Birmingham City Council has failed to pay up to 30,000 bills and faces the bailiffs after a new computer system which was supposed to improve efficiency broke down.
Scores of suppliers have been out of pocket since the Voyager IT system was installed at the end of October and it is understood that legal action is being considered in a number of cases, with at least one firm warning that it will seek a court order for bailiffs to seize goods to the value of the money it is owed.
According to disgruntled council staff, as many as 30,000 bills may remain unpaid after the invoice-scanning system failed to work properly.
Former Labour councillor and cabinet member John Tyrrell found himself caught up in the financial chaos.
He is owed £700 for consultancy work carried out for the council in October and November last year.
Mr Tyrrell complained and received a letter from council chief executive Stephen Hughes, who admitted: "We have fallen slightly short in some areas because of the complexities involved".
Mr Tyrrell said: "They could at least have kept the old system running while testing the new equipment and then this wouldn't have happened."
Local authority bosses are accused of attempting to cover up the true extent of the IT failure.
Council employees writing on Adrian Goldberg's The Stirrer website claim that:
* Staff at children's homes are being forced to use their own money to buy food for residents.
* Bailiffs visited the Sparkbrook Neighbourhood Office demanding payment for the rent of the building.
* Supplies of newspapers to several city libraries have been suspended until the council is able to settle its debts.
Last night the council said Service Birmingham, the arm's-length company run by outsourcing firm Capita, which introduced the Voyager system on the grounds that it would make cash transactions more efficient, was working hard to iron out "glitches".
Service Birmingham is spearheading the council's Business Transformation project, which aims to make savings of £600 million by 2016.

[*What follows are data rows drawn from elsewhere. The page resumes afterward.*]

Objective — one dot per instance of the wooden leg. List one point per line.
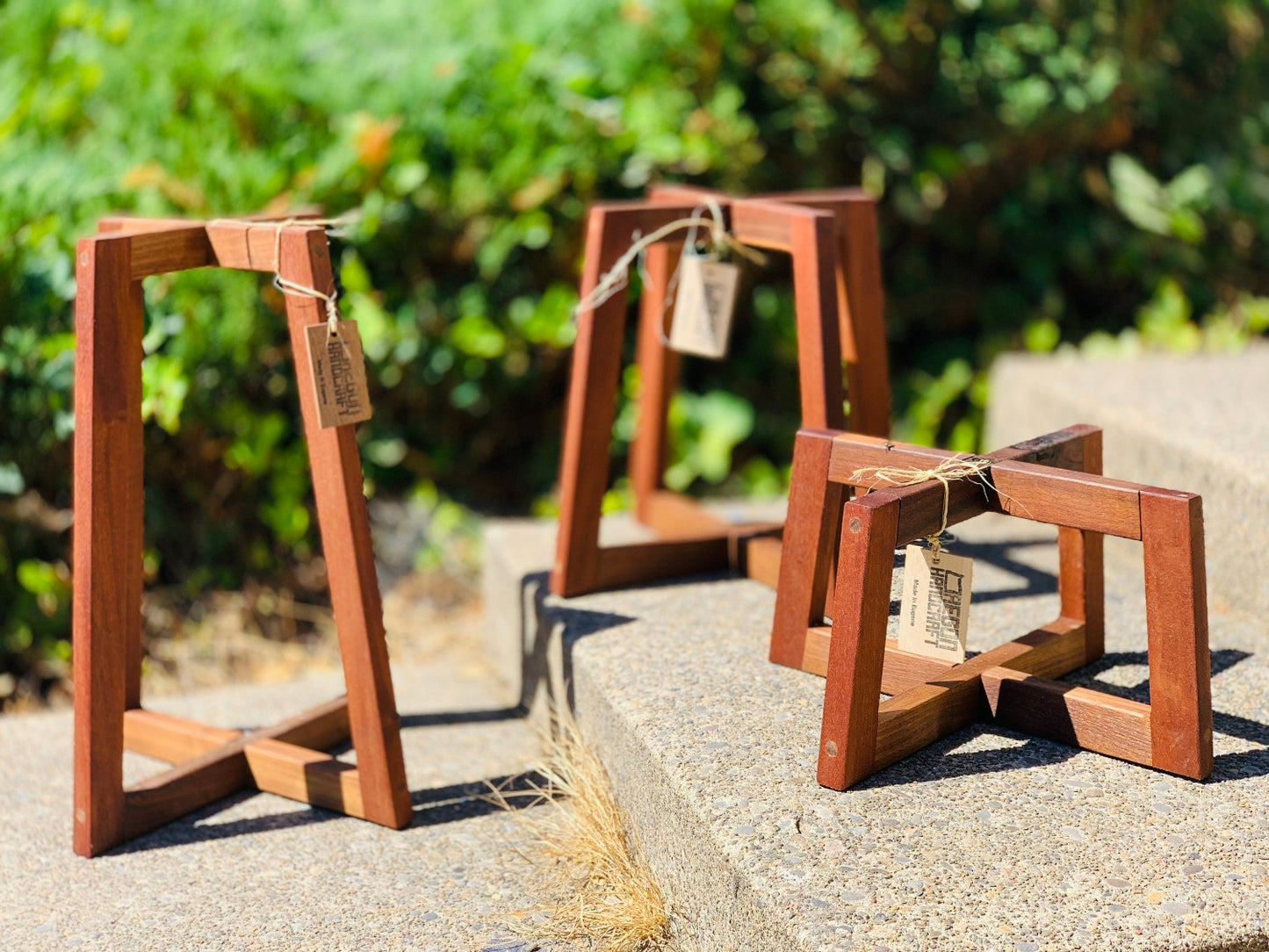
(107, 536)
(863, 319)
(810, 533)
(588, 435)
(659, 372)
(1180, 667)
(857, 650)
(815, 295)
(1080, 581)
(336, 470)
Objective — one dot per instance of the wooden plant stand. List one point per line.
(1054, 480)
(210, 763)
(832, 238)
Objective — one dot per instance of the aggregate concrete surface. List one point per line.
(987, 840)
(262, 872)
(1197, 423)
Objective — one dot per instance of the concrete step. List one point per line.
(987, 840)
(1193, 423)
(260, 872)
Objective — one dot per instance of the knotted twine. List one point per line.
(616, 278)
(970, 467)
(285, 285)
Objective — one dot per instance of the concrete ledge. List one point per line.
(1194, 423)
(987, 840)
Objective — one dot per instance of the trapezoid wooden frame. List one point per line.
(838, 299)
(1052, 480)
(210, 763)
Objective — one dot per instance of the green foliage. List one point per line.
(1049, 173)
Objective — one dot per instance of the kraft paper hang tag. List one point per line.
(703, 307)
(339, 373)
(934, 607)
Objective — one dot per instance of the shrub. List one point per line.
(1046, 170)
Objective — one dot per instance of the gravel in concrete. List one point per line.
(260, 872)
(1193, 423)
(987, 840)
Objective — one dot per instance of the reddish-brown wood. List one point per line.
(107, 536)
(1080, 575)
(810, 238)
(335, 464)
(658, 370)
(1012, 682)
(108, 541)
(813, 513)
(857, 652)
(1180, 667)
(815, 498)
(1078, 716)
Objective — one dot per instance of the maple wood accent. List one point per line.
(107, 544)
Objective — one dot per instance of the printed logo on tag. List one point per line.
(338, 373)
(934, 609)
(703, 307)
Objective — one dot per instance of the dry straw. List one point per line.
(595, 885)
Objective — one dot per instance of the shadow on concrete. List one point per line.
(464, 801)
(194, 826)
(569, 624)
(1035, 752)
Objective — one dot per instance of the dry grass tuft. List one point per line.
(596, 886)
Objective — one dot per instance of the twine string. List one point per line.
(285, 285)
(971, 467)
(616, 278)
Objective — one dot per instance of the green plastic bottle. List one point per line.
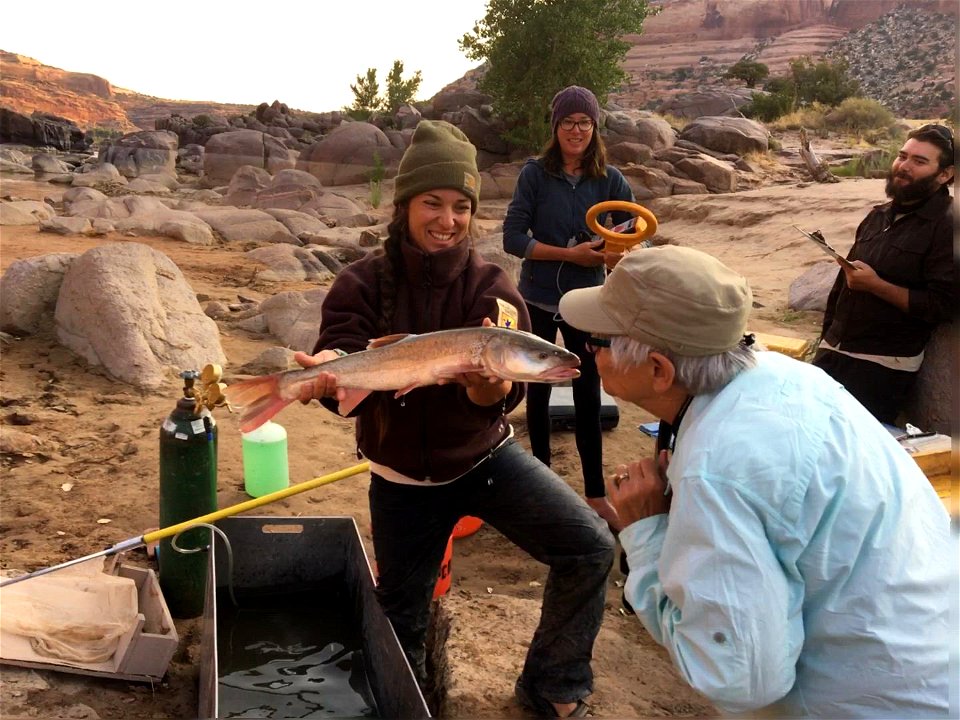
(188, 489)
(265, 465)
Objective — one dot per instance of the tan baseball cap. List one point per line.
(669, 297)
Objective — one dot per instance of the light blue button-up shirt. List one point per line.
(805, 566)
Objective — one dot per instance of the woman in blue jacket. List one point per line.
(546, 226)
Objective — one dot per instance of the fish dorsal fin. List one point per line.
(388, 340)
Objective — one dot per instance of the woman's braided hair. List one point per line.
(393, 268)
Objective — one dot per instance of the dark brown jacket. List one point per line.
(434, 433)
(915, 252)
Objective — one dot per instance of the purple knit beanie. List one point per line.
(571, 100)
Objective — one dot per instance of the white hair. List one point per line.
(699, 375)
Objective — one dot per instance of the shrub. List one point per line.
(750, 71)
(813, 118)
(767, 107)
(873, 164)
(857, 115)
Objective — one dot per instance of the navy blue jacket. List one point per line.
(548, 209)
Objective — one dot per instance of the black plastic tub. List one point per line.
(306, 637)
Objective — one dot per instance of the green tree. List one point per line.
(534, 48)
(400, 91)
(825, 81)
(365, 96)
(750, 71)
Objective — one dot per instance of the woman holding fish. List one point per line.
(439, 452)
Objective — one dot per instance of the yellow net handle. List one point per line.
(645, 227)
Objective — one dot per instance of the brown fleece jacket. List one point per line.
(433, 433)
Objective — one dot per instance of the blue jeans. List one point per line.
(533, 508)
(586, 402)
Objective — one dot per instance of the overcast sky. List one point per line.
(303, 53)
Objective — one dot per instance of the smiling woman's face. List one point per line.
(438, 219)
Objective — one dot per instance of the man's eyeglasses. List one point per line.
(941, 130)
(595, 343)
(569, 123)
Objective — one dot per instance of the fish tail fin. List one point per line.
(258, 399)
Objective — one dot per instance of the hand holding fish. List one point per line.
(639, 490)
(325, 384)
(402, 363)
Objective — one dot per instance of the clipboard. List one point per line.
(817, 237)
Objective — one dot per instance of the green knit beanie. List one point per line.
(439, 156)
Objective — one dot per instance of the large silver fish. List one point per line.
(405, 362)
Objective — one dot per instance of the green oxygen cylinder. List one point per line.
(188, 489)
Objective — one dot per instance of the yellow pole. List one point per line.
(256, 502)
(135, 542)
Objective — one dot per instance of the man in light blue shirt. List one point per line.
(789, 554)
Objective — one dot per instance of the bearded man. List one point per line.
(881, 313)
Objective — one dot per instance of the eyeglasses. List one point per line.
(584, 124)
(941, 130)
(594, 344)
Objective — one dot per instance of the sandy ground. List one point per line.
(102, 436)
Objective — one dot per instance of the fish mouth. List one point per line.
(559, 373)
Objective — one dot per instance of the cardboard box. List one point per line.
(143, 653)
(793, 347)
(563, 416)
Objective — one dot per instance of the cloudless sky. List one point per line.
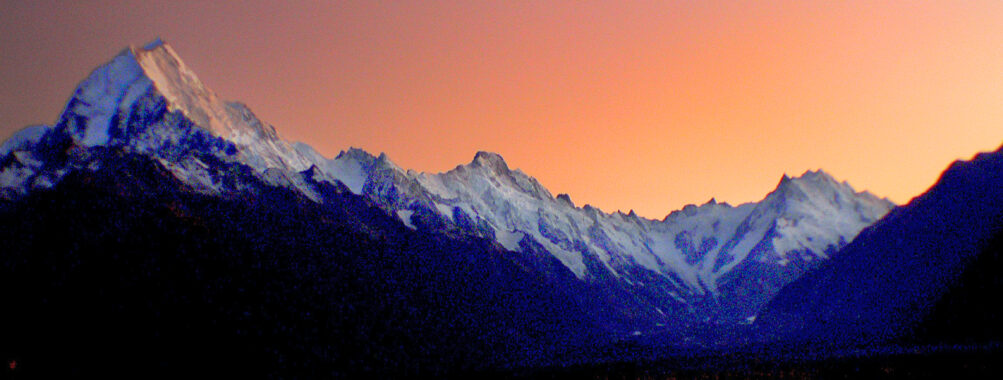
(643, 105)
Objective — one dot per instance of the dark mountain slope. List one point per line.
(883, 285)
(121, 272)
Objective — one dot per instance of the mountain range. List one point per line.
(150, 186)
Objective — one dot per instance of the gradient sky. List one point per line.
(646, 105)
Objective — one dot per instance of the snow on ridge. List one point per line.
(695, 245)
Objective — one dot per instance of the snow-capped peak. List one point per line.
(490, 160)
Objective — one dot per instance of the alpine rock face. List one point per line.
(710, 262)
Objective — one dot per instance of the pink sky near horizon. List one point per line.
(646, 105)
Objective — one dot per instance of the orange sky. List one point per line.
(647, 106)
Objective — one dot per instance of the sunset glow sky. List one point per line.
(643, 105)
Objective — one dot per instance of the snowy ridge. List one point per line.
(146, 100)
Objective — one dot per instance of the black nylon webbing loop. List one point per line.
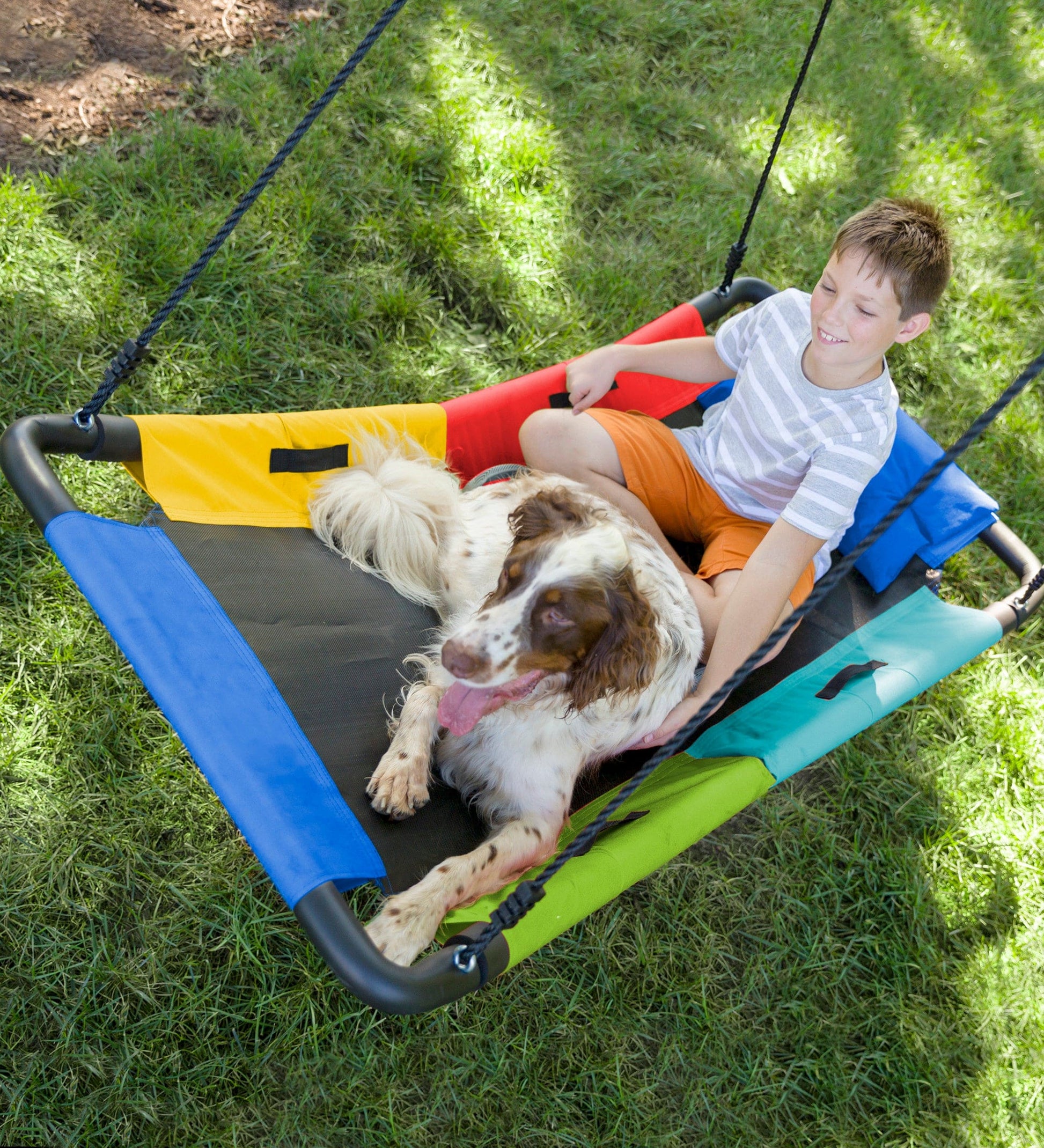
(683, 737)
(739, 249)
(134, 350)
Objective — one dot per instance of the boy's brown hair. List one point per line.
(907, 241)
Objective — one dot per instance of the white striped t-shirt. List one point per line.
(779, 446)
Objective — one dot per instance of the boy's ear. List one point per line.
(916, 325)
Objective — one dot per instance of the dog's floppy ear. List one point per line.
(624, 658)
(546, 512)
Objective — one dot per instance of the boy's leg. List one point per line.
(580, 448)
(711, 609)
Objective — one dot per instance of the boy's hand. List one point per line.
(683, 712)
(589, 378)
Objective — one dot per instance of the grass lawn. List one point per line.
(856, 960)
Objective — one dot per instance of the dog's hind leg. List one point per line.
(399, 785)
(409, 921)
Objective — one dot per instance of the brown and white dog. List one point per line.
(568, 635)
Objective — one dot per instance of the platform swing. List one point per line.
(273, 658)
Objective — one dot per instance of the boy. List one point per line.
(770, 482)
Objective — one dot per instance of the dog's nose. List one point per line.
(460, 660)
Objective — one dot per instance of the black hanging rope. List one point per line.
(1032, 587)
(518, 904)
(739, 249)
(134, 350)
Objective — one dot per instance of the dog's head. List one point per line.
(567, 603)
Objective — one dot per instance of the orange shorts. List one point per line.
(657, 470)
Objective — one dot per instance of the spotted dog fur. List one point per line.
(568, 635)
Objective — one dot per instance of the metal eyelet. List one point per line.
(468, 966)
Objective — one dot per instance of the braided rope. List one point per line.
(739, 249)
(518, 904)
(134, 350)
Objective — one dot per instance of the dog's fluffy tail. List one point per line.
(388, 512)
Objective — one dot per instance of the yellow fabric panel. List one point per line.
(215, 468)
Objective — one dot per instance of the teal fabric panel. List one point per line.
(922, 638)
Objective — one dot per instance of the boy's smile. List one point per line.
(855, 321)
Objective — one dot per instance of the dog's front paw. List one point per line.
(399, 785)
(402, 930)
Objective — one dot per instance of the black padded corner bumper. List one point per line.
(26, 442)
(344, 944)
(714, 305)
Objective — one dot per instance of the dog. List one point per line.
(567, 636)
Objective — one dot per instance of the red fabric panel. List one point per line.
(482, 429)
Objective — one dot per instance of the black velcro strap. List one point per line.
(843, 676)
(561, 399)
(634, 815)
(304, 462)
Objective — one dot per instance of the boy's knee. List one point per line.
(541, 438)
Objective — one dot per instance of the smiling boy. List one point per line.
(769, 484)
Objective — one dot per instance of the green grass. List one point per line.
(859, 958)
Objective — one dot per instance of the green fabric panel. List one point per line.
(922, 638)
(685, 799)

The problem is deeply embarrassing for the council's Conservative-Liberal Democrat leadership, which has spoken of its support for local traders and its commitment to "fiscal responsibility".
The failure of the new system will provide ammunition for the trade unions, who are suspicious of Capita's record.
Last week The Birmingham Post revealed that Capita had received £20 million in fees and expenses from the city council in two years. The company says it can save the council £280 million by improving IT systems and changing working practices.
But a spokeswoman for the union Unison warned: "We have wider concerns about the role Capita is playing in other local authorities where they have brought in new computer systems that just don't work and make things more difficult and complicated."
Deputy council leader Paul Tilsley, who has overall responsibility for Business Transformation and is on the Service Birmingham board, said: "I have to put my hands up and say there is a problem. I am aware that not everything has gone to plan.
"We are working hard to iron out the glitches from the new system."
Coun Tilsley (Lib Dem Sheldon) said special arrangements could be made to pay the worst-hit suppliers.
He added: "If anyone has a serious problem they need to get in touch very quickly and we will do our best to sort it out, if necessary by manual payments."
He said it was inevitable, given the size of Birmingham City Council, that there would be teething problems. But he remained convinced that Voyager, when bedded down, would provide a far more efficient service for the council, which pays almost £1 billion a year to buy goods and services.
Coun Tilsley added: "With the old system the cost of paying one cheque, because of the manual involvement, was about £30. It is the same for any large organisation, but the move to a fully electronic system will simplify matters."